The campaign is the main focus of SS4, with five different difficulty levels for replayability. It feels like a missed opportunity, as the game has scores per level but no online leaderboard to kickstart competitions. The online-only multiplayer is focused on four-player co-op, with no higher numbers or standard deathmatch at launch. The online performance doesn't hitch or lag, and the additional firepower to tame the hordes is always fun. Those looking for the shenanigans of the first few titles in the series will have to wait a bit longer to see if they're added post-launch. Aside from this, the game has an option for Steam Workshop support, but there's no mention of what this would entail on the game's website or Steam page.

The presentation quality is scattered. The developers used their puzzle game The Talos Principle as inspiration for most of the levels in the game as fields, villas, and small areas with ruins; the spots are often filled with vegetation like tall trees and bushes that give the game a healthy dose of greenery. In some cases, it seems like entire set pieces were lifted from that title wholesale, and while it looks gorgeous, it suffers from constant vegetation pop-in at the far end of the screen. The monsters look grotesque in a pretty way; they look more appealing than humans with dead eyes, emotionless faces, and enough lack of detail to appear like a late PS2 character design. Similarly, human animations don't look quite right while running or walking. Enemies move fluidly whether they're rushing toward you, skidding to their death, or exploding into hundreds of particles. The lighting and shadows look gorgeous, and the game seems to handle the hordes of enemies well, as frames didn't drop even at the most hectic of situations.

With that said, we ran into major issues that might not affect everyone but is worth nothing. Using the Nvidia driver 456.38 caused issues with text going invisible, and that made it difficult to navigate menus.

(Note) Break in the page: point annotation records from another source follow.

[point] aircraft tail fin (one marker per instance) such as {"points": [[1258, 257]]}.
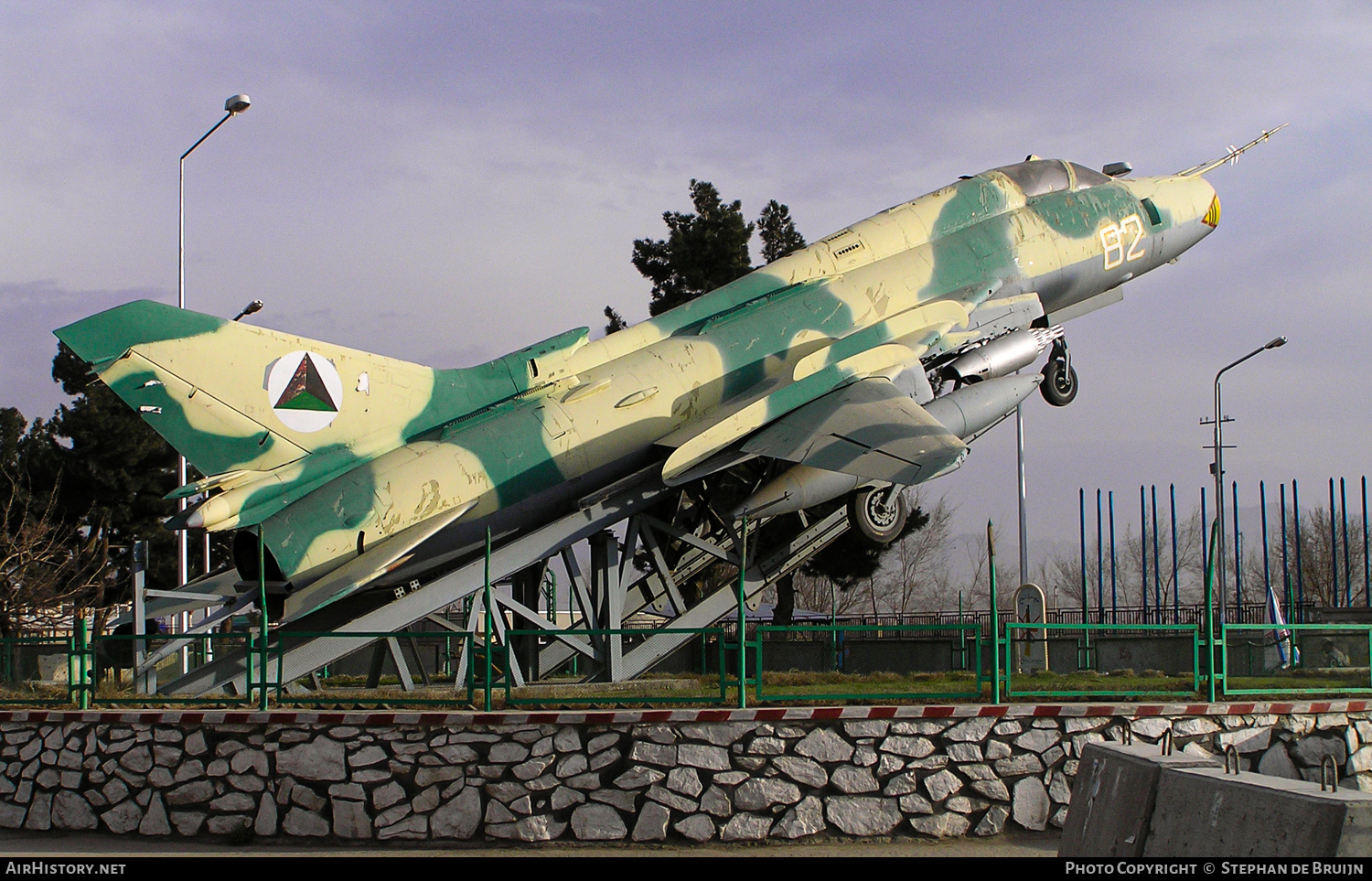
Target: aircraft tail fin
{"points": [[241, 398]]}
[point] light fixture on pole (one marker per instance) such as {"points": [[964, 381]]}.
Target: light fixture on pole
{"points": [[232, 107], [1217, 466]]}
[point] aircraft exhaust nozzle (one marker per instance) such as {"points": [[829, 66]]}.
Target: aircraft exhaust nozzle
{"points": [[973, 409], [798, 488], [1003, 354]]}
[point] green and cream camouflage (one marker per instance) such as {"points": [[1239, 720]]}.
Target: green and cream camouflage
{"points": [[866, 361]]}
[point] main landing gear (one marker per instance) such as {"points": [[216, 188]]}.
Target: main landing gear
{"points": [[1059, 379], [878, 513]]}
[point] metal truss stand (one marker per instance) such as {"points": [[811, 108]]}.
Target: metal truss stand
{"points": [[671, 538]]}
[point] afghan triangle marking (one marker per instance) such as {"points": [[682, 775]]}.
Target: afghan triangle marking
{"points": [[306, 390]]}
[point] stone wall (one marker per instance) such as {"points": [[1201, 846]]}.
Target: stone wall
{"points": [[650, 776]]}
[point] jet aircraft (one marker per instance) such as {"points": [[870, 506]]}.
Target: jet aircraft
{"points": [[855, 367]]}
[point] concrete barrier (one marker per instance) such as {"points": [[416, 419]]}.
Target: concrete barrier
{"points": [[1113, 798], [1207, 812]]}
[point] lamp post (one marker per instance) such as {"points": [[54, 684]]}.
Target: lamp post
{"points": [[232, 107], [1217, 467]]}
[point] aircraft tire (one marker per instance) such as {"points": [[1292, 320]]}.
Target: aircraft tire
{"points": [[1058, 387], [873, 519]]}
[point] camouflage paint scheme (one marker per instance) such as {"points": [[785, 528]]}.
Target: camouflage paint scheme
{"points": [[411, 445]]}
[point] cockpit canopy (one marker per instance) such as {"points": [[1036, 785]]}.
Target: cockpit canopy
{"points": [[1039, 177]]}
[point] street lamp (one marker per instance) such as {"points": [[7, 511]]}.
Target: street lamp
{"points": [[1217, 467], [232, 107]]}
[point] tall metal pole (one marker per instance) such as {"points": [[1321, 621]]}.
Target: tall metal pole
{"points": [[1114, 595], [1100, 565], [1143, 549], [1205, 532], [1267, 563], [1209, 608], [1300, 541], [1238, 557], [1218, 456], [995, 617], [743, 617], [1024, 510], [232, 107], [1176, 582], [1081, 508], [1347, 568], [1157, 560], [1334, 548], [1286, 563]]}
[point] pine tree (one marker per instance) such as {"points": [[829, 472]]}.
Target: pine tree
{"points": [[778, 232], [702, 250]]}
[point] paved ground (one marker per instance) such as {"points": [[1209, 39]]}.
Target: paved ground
{"points": [[22, 844]]}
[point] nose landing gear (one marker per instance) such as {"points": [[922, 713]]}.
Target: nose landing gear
{"points": [[1059, 379]]}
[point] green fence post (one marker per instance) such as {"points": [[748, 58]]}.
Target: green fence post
{"points": [[488, 620], [1209, 609], [995, 618], [82, 670], [743, 623]]}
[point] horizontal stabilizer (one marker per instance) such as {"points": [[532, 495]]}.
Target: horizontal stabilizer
{"points": [[869, 430]]}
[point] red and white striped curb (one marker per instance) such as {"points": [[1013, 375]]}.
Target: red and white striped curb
{"points": [[620, 716]]}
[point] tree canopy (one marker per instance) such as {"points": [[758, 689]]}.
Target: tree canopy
{"points": [[76, 491], [705, 249]]}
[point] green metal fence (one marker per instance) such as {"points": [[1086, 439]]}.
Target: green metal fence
{"points": [[563, 688], [1113, 682], [1319, 659], [710, 666], [869, 663]]}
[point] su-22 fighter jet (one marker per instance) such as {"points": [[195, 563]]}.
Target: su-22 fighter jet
{"points": [[858, 365]]}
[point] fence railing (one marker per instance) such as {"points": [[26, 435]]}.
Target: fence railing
{"points": [[1113, 681], [708, 666]]}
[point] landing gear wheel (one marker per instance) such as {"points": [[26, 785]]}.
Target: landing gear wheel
{"points": [[1059, 383], [878, 515]]}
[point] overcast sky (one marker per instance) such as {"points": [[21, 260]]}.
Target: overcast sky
{"points": [[446, 183]]}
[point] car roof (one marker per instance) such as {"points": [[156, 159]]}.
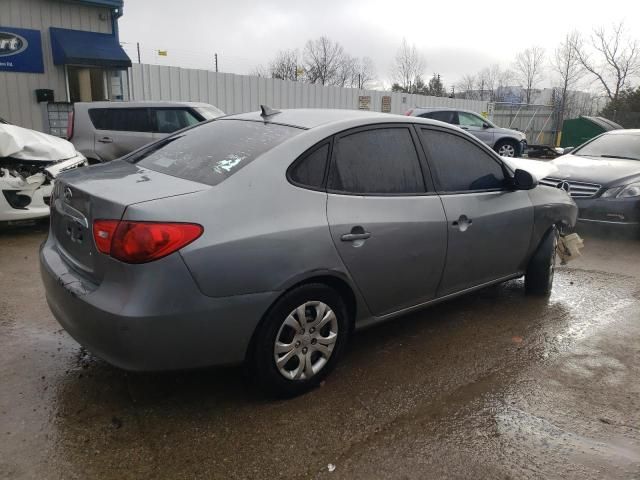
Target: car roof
{"points": [[141, 104], [625, 131], [312, 117], [444, 109]]}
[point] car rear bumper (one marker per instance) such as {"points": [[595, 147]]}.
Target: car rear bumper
{"points": [[171, 326], [611, 211]]}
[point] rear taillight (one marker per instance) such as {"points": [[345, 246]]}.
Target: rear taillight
{"points": [[70, 125], [141, 242]]}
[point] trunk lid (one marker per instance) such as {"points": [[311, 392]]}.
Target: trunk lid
{"points": [[103, 192]]}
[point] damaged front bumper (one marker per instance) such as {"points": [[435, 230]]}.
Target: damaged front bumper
{"points": [[25, 186]]}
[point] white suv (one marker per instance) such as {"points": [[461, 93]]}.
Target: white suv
{"points": [[507, 142]]}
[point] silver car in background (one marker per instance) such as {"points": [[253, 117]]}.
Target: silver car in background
{"points": [[268, 238], [104, 131], [505, 141]]}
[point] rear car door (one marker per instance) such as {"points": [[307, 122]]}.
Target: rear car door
{"points": [[475, 125], [489, 224], [120, 130], [386, 223], [168, 120]]}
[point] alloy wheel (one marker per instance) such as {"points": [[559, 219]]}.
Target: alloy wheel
{"points": [[305, 341]]}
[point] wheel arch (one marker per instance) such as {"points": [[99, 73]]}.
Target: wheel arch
{"points": [[336, 280]]}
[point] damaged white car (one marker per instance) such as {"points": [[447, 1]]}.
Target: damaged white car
{"points": [[29, 163]]}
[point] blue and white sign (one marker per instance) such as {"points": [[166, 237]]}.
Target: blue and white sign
{"points": [[20, 50]]}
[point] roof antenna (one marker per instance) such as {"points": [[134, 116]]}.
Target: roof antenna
{"points": [[268, 111]]}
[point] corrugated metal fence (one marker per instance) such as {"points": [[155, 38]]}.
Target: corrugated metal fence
{"points": [[240, 93], [537, 121]]}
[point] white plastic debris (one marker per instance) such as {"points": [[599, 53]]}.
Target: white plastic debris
{"points": [[538, 169], [24, 144], [569, 247]]}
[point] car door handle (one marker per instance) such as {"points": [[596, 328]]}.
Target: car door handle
{"points": [[357, 233], [350, 237], [462, 223]]}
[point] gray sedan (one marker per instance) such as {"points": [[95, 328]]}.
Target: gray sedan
{"points": [[267, 238]]}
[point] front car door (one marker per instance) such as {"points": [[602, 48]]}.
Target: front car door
{"points": [[477, 126], [120, 130], [387, 224], [489, 223]]}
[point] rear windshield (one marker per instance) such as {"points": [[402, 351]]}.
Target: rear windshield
{"points": [[212, 152]]}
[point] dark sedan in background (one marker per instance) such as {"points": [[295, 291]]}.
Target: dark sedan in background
{"points": [[603, 177]]}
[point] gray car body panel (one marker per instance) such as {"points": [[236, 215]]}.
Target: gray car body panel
{"points": [[262, 236]]}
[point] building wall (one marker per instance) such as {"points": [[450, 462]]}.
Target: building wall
{"points": [[241, 93], [17, 90]]}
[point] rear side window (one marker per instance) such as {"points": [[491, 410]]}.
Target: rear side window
{"points": [[470, 120], [376, 161], [168, 120], [121, 119], [459, 165], [309, 170], [212, 152], [447, 116]]}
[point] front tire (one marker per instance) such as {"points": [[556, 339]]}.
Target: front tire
{"points": [[300, 340], [507, 148], [538, 279]]}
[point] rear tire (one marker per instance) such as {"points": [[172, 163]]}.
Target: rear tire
{"points": [[292, 351], [507, 148], [538, 279]]}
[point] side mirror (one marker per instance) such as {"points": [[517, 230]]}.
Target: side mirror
{"points": [[523, 180]]}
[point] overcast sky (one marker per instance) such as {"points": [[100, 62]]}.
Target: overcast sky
{"points": [[455, 37]]}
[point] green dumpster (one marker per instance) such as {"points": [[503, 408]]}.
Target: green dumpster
{"points": [[576, 131]]}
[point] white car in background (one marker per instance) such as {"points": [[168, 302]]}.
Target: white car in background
{"points": [[29, 163]]}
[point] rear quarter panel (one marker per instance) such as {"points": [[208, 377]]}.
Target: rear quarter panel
{"points": [[261, 233]]}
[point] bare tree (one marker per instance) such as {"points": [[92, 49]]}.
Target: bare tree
{"points": [[285, 65], [529, 66], [466, 87], [408, 67], [364, 74], [260, 71], [347, 72], [566, 64], [491, 83], [323, 59], [617, 58]]}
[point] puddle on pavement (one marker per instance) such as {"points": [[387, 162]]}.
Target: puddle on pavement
{"points": [[105, 420]]}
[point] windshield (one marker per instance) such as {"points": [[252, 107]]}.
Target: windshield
{"points": [[212, 152], [209, 113], [619, 145]]}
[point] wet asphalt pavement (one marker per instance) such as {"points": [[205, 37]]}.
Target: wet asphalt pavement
{"points": [[492, 385]]}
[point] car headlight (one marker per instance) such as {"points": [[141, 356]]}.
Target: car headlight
{"points": [[626, 191]]}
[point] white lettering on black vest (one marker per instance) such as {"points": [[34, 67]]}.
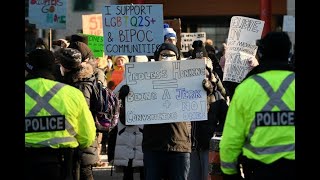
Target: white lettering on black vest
{"points": [[45, 123], [281, 118]]}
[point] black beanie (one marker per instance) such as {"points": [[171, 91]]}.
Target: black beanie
{"points": [[69, 58], [275, 46], [167, 46], [40, 60], [199, 50]]}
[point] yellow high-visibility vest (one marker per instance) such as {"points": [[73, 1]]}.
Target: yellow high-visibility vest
{"points": [[260, 122], [56, 116]]}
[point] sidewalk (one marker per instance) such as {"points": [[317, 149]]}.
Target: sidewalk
{"points": [[104, 173]]}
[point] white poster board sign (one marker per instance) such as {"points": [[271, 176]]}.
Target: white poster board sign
{"points": [[288, 23], [241, 47], [132, 29], [165, 91], [188, 38], [92, 24], [48, 14]]}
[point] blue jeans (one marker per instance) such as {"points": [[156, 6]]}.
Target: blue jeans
{"points": [[166, 165]]}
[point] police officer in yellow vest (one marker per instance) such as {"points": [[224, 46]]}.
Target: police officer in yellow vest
{"points": [[259, 130], [57, 121]]}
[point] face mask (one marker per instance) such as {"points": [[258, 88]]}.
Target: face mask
{"points": [[61, 70]]}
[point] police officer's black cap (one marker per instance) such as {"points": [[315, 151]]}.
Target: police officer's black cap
{"points": [[40, 60]]}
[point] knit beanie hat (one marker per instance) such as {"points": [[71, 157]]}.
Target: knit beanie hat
{"points": [[168, 32], [84, 49], [167, 46], [40, 60], [199, 50], [139, 58], [114, 58], [69, 58]]}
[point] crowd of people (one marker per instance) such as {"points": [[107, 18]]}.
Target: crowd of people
{"points": [[59, 97]]}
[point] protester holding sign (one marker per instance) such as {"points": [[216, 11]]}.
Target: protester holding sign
{"points": [[167, 146], [202, 131]]}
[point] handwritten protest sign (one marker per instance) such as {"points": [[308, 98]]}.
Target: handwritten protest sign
{"points": [[95, 43], [92, 24], [188, 38], [241, 47], [288, 23], [132, 29], [48, 14], [165, 91]]}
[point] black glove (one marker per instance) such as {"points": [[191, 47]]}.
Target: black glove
{"points": [[124, 91]]}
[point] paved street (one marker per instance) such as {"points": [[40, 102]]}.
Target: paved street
{"points": [[104, 173]]}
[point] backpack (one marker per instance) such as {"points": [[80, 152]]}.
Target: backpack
{"points": [[106, 107]]}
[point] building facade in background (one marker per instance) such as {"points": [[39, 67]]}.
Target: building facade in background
{"points": [[210, 16]]}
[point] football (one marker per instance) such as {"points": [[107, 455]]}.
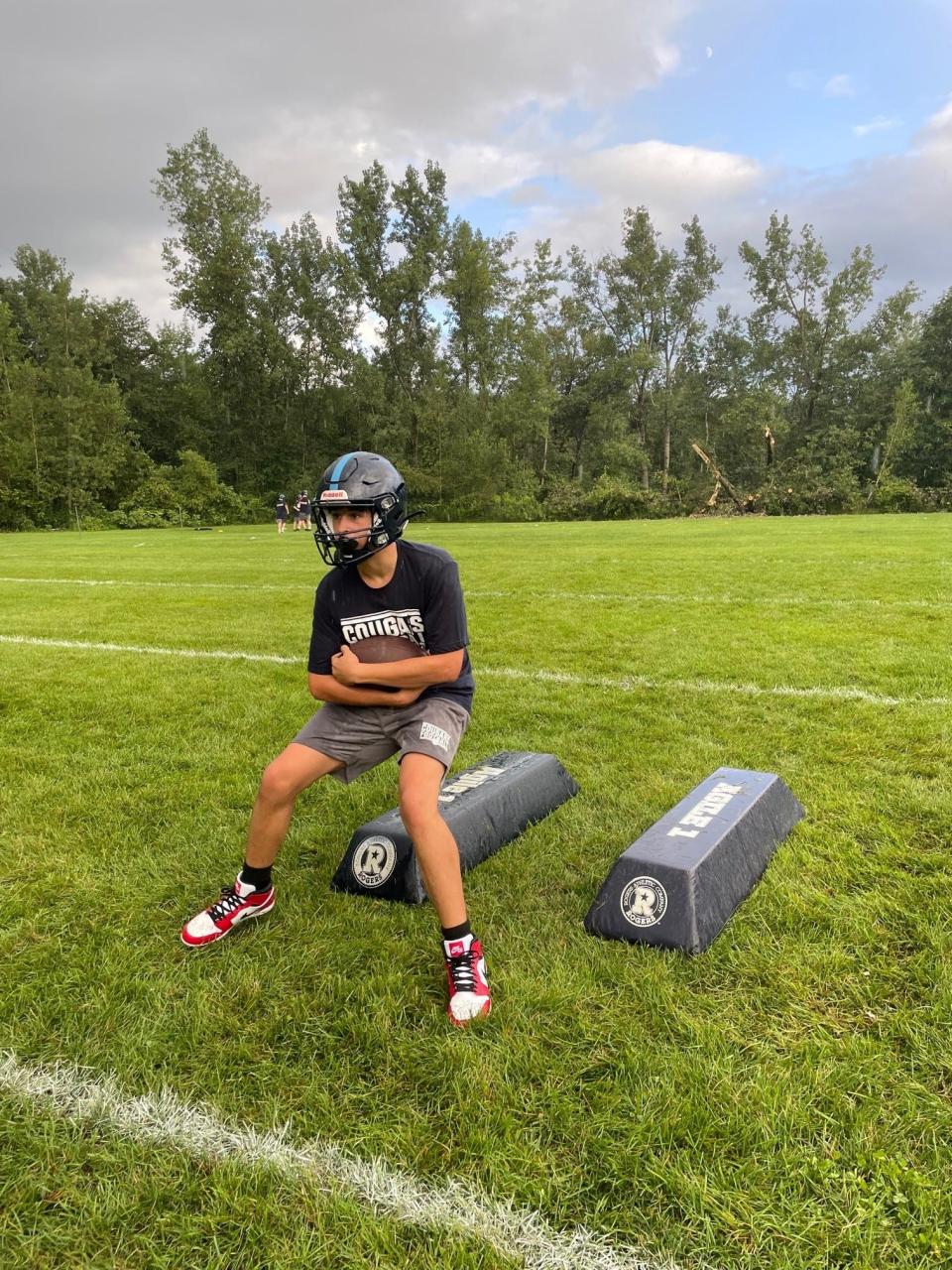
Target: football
{"points": [[385, 648]]}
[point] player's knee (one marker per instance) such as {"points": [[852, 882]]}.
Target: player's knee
{"points": [[278, 784], [416, 811]]}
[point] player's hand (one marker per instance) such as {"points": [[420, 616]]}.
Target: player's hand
{"points": [[404, 697], [347, 668]]}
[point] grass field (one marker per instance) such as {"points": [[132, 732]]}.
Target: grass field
{"points": [[783, 1100]]}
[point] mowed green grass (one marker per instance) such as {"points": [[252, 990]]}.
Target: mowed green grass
{"points": [[782, 1100]]}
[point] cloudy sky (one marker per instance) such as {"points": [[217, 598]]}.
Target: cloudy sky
{"points": [[548, 116]]}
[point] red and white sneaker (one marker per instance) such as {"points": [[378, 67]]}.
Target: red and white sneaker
{"points": [[466, 979], [236, 905]]}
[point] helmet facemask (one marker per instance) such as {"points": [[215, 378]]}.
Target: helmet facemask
{"points": [[339, 549]]}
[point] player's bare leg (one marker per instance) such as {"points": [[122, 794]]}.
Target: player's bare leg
{"points": [[289, 775], [252, 893], [438, 856]]}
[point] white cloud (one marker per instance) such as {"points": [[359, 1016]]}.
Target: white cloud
{"points": [[298, 100], [881, 123], [839, 85]]}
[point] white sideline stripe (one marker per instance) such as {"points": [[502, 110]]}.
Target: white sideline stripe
{"points": [[153, 651], [601, 597], [627, 684], [197, 1129]]}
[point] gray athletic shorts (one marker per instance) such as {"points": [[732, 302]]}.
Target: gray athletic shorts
{"points": [[362, 737]]}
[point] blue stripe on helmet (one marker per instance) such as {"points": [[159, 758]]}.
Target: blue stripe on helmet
{"points": [[339, 467]]}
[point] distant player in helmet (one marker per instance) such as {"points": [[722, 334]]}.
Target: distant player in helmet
{"points": [[302, 511], [382, 583], [282, 512]]}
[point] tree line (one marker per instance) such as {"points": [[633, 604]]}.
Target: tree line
{"points": [[504, 388]]}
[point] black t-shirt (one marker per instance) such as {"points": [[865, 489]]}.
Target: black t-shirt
{"points": [[421, 601]]}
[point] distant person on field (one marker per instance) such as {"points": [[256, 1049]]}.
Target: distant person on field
{"points": [[282, 512], [381, 581]]}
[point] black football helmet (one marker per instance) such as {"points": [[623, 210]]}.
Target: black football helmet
{"points": [[359, 480]]}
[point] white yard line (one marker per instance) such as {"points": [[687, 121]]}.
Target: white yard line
{"points": [[197, 1129], [595, 597], [625, 684]]}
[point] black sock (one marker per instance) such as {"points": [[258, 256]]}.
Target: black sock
{"points": [[456, 933], [258, 878]]}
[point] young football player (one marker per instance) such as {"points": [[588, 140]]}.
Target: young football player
{"points": [[377, 584], [281, 512]]}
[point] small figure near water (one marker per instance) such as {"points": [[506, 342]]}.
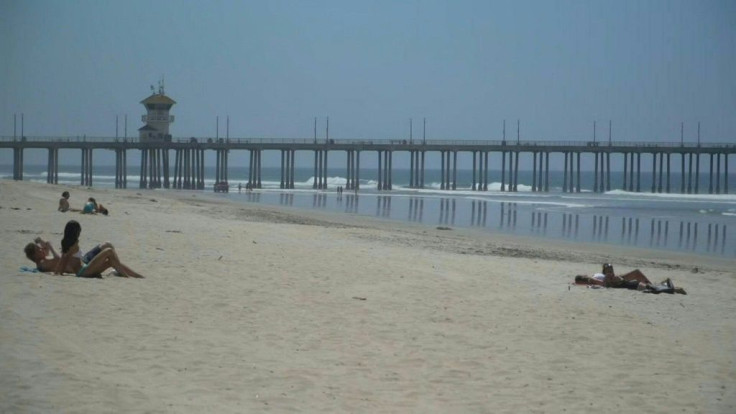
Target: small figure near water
{"points": [[64, 202]]}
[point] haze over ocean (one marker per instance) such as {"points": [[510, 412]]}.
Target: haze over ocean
{"points": [[658, 71]]}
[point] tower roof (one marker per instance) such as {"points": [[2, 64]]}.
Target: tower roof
{"points": [[158, 98]]}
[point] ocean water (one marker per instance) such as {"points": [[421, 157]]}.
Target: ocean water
{"points": [[697, 223]]}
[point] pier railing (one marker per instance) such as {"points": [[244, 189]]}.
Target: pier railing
{"points": [[382, 142]]}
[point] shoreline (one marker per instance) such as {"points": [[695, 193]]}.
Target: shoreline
{"points": [[254, 307]]}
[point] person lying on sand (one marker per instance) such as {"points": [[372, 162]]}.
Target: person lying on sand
{"points": [[634, 279], [71, 260], [42, 253], [38, 252]]}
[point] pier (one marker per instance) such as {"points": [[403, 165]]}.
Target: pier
{"points": [[187, 171]]}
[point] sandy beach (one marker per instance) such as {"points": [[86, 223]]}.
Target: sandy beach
{"points": [[251, 308]]}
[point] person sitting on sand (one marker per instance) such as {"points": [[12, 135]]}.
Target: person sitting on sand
{"points": [[64, 202], [72, 261], [90, 207], [38, 252], [634, 279]]}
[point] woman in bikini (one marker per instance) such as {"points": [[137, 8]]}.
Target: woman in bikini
{"points": [[94, 262]]}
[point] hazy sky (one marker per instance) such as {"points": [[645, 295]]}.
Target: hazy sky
{"points": [[71, 66]]}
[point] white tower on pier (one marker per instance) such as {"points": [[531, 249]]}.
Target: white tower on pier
{"points": [[157, 119]]}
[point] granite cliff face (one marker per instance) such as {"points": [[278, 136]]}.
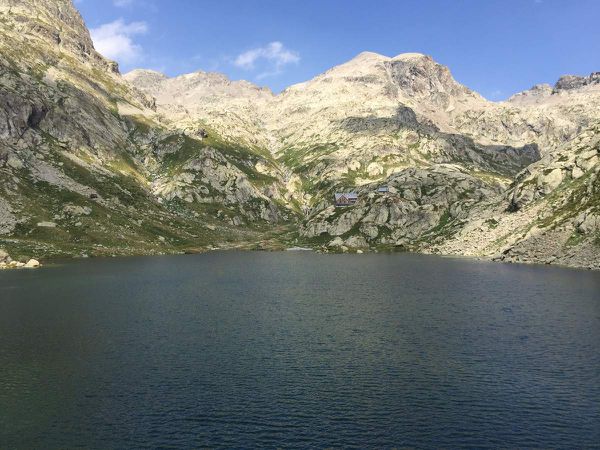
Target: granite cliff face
{"points": [[92, 162]]}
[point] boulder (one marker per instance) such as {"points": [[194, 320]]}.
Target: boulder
{"points": [[32, 264], [4, 257]]}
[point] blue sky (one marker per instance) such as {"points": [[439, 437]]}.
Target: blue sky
{"points": [[495, 47]]}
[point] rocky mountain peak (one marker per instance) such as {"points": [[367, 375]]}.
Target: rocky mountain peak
{"points": [[418, 75], [55, 23], [570, 82]]}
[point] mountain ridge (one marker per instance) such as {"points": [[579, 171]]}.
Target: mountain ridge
{"points": [[95, 163]]}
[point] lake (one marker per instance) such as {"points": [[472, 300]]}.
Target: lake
{"points": [[296, 350]]}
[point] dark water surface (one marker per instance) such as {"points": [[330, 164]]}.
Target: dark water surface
{"points": [[299, 350]]}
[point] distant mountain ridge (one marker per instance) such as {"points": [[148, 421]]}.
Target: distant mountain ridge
{"points": [[93, 162]]}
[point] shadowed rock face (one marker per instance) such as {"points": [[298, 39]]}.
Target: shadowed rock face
{"points": [[145, 163]]}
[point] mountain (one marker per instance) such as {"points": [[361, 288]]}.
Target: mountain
{"points": [[92, 162]]}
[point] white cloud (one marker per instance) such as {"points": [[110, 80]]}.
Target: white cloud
{"points": [[114, 40], [274, 54]]}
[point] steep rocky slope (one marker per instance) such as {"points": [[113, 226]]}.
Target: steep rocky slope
{"points": [[92, 162], [88, 167]]}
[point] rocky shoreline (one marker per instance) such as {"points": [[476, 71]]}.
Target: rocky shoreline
{"points": [[6, 262]]}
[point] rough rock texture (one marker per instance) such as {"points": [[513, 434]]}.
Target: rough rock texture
{"points": [[155, 164]]}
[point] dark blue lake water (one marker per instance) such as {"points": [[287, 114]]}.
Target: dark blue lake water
{"points": [[299, 350]]}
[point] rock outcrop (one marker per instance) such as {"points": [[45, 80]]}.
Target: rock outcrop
{"points": [[155, 164]]}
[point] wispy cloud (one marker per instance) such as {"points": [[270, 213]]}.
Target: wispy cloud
{"points": [[274, 55], [115, 40]]}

The driver version also caused several elements in the game to flicker off and on and placed several polygonal elements in the wrong spots. Unless Nvidia makes a driver specifically for this game, stick with version 452.06 instead. While using a stock Ryzen 5 2600 with a Nvidia RTX 2060, we experienced a healthy number of blue screen crashes. It's unclear if this was a software issue, faulty hardware, or the wrong settings being applied, but it is worth noting considering how many other similar games run well on this rig.

The scattershot approach to the graphics also applies to the audio, particularly the music. Taken individually, the pieces all sound brilliant, with a good mix of rock and epic orchestral tracks. It fits the exploration and gunfight sequences very nicely, but the game can't decide on a consistent approach between fading from one track to another or abrupt cuts between the tracks, making the whole thing sound disjointed. The sound effects fare much better, while the voices are hit-and-miss. Sam and his crew sound fine, but they can sometimes be drowned out by the music, while all of the other characters sound decent.

Serious Sam 4 is a very good game in an underwhelming package. There's no doubt that the relentless carnage and large levels hit the sweet spot of old-school FPS charm in the solo and co-op modes. It feels good to shoot, dodge and scramble to pick up items at a frantic pace. The various bugs, long load times, and lackluster presentation drag things down significantly. It is well worth playing if you need a classic shooter fix, but be prepared for rough times until a few patches come into play.